Postel-Vinay M C, Girot R, Leger J, Hocquette J F, McKelvie P, Amar-Costesec A, Rappaport R
Unité de Recherches en Biologie et Pathologie de la Croissance, Hôpital des Enfants-Malades, Paris, France.
J Clin Endocrinol Metab. 1989 Jan;68(1):94-8. doi: 10.1210/jcem-68-1-94.
To test the hypothesis of a defect in GH-receptor interaction, which could explain the growth failure of thalassemic children, the binding of [125I]human (h) GH to membrane fractions prepared from liver biopsies was studied. Small amounts of liver were obtained from 6 girls and 11 boys with homozygous beta-thalassemia, aged 3-15 yr, all prepubertal, at the time of splenectomy. Specific binding of [125I]hGH ranged from 0.37-5.11% of the added radioactivity/100 micrograms liver membrane protein, with variations in both receptor number and binding affinity. This 14-fold variation in hGH binding to liver membranes of thalassemic children was comparable to that in membrane fractions of livers obtained from normal donors at the time of liver transplant. The binding of insulin to liver membranes from the thalassemic patients ranged from 9.8-17.9% of the added radioactivity/100 micrograms membrane protein and from 2.8-15.0%/100 micrograms membrane protein in the normal donors. Insulin and GH binding to liver membranes did not vary in a consistent way. A 3-fold difference was found in 5'-nucleotidase activity of the membrane fractions. Histological hepatic modifications were assessed with respect to siderosis and fibrosis. No correlation was found between these parameters and GH binding. These results suggest that possible membrane alterations are not the only reason for the variations in hGH binding. All patients had retarded growth, and all but 2 had low plasma insulin-like growth factor I levels. No relationship was found between the level of GH binding to liver membranes and the growth failure. Thus, a defect in GH binding to liver membranes is probably not the cause of the growth retardation of thalassemic children.

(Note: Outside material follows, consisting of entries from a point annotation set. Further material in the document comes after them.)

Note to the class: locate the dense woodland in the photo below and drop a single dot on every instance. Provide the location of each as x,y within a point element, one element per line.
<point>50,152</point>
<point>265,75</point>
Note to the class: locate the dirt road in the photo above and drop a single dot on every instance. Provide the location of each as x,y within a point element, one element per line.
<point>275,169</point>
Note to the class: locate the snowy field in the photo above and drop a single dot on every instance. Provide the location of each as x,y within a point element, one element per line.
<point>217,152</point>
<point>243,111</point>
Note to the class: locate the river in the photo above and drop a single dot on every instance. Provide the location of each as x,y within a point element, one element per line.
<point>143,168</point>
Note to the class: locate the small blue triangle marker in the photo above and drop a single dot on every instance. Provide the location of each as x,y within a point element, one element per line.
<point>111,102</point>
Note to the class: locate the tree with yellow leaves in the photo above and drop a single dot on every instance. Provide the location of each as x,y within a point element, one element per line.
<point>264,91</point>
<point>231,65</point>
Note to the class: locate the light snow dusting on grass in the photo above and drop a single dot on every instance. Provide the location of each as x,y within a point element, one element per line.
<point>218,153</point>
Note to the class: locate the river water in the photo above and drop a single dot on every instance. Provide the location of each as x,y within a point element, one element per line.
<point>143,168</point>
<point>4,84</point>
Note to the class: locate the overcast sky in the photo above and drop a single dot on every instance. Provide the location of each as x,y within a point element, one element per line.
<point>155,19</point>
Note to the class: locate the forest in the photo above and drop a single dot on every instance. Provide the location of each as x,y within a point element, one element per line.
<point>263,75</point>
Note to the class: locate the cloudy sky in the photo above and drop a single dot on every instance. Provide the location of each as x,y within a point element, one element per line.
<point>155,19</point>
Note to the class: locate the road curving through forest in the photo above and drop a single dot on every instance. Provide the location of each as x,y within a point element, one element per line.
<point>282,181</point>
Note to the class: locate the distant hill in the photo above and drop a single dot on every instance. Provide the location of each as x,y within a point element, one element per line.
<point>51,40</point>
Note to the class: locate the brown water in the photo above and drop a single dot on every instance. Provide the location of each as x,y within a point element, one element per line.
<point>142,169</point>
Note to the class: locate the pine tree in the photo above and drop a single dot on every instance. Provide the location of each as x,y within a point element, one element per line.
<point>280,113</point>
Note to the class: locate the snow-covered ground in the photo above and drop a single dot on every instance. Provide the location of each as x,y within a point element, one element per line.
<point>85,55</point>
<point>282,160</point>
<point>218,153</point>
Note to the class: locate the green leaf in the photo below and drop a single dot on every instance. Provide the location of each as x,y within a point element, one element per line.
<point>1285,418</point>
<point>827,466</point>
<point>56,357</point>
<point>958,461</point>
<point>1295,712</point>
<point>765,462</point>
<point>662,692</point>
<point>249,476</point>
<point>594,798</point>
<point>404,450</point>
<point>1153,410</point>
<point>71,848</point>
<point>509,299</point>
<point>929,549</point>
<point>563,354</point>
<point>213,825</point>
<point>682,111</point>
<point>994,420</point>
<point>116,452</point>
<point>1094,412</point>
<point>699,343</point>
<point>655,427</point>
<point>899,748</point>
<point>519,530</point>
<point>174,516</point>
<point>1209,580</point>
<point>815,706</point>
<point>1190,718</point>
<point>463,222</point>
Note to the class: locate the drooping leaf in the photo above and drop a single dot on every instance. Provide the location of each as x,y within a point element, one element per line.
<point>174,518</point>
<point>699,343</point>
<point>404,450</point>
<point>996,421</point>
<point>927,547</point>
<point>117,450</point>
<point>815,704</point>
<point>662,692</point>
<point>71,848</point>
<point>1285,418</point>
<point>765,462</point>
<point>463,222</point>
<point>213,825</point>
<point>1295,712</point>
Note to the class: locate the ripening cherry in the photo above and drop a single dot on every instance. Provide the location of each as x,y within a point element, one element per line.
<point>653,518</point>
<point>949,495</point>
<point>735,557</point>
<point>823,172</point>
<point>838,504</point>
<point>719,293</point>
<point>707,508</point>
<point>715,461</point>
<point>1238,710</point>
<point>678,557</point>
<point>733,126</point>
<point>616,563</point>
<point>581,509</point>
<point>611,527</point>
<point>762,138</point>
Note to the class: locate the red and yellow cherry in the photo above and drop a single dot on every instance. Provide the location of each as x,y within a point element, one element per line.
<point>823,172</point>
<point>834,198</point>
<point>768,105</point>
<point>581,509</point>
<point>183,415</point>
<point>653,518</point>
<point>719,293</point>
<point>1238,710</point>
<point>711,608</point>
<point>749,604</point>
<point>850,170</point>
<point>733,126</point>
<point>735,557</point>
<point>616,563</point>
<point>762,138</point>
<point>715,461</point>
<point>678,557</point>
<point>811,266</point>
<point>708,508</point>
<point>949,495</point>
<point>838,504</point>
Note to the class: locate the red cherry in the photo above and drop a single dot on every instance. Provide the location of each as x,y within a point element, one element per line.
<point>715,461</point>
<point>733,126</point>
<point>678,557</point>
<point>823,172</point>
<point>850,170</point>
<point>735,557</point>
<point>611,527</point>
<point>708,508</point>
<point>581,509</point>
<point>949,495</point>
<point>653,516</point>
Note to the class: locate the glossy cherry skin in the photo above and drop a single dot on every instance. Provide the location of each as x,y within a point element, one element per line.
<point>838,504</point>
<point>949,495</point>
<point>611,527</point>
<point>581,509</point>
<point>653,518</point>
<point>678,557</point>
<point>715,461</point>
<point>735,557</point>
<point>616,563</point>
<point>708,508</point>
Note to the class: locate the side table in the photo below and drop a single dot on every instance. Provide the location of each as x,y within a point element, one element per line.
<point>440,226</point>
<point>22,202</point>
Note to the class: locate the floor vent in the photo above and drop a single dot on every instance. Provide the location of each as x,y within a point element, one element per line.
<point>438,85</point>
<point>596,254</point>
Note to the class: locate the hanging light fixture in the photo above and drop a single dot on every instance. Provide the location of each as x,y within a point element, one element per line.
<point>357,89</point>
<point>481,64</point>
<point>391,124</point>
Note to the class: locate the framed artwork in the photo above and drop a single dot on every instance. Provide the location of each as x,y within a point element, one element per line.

为验证生长激素(GH)受体相互作用存在缺陷这一假说(该假说可解释地中海贫血患儿生长发育迟缓的原因),研究了[125I]人(h)GH与肝活检制备的膜组分的结合情况。在脾切除时,从6名3至15岁的纯合子β地中海贫血女孩和11名男孩(均为青春期前)获取少量肝脏。[125I]hGH的特异性结合范围为每100微克肝膜蛋白中加入放射性的0.37%至5.11%,受体数量和结合亲和力均有变化。地中海贫血患儿肝膜上hGH结合的这种14倍差异与肝移植时从正常供体获取的肝脏膜组分中的差异相当。地中海贫血患者肝膜上胰岛素的结合范围为每100微克膜蛋白中加入放射性的9.8%至17.9%,正常供体中为2.8%至15.0%/100微克膜蛋白。胰岛素和GH与肝膜的结合并无一致的变化。膜组分的5'-核苷酸酶活性存在3倍差异。评估了肝脏组织学改变与铁沉着症和纤维化的关系。未发现这些参数与GH结合之间存在相关性。这些结果表明,可能的膜改变并非hGH结合变化的唯一原因。所有患者生长发育迟缓,除2人外,所有人血浆胰岛素样生长因子I水平均较低。未发现GH与肝膜的结合水平与生长发育迟缓之间存在关联。因此,GH与肝膜结合缺陷可能不是地中海贫血患儿生长发育迟缓的原因。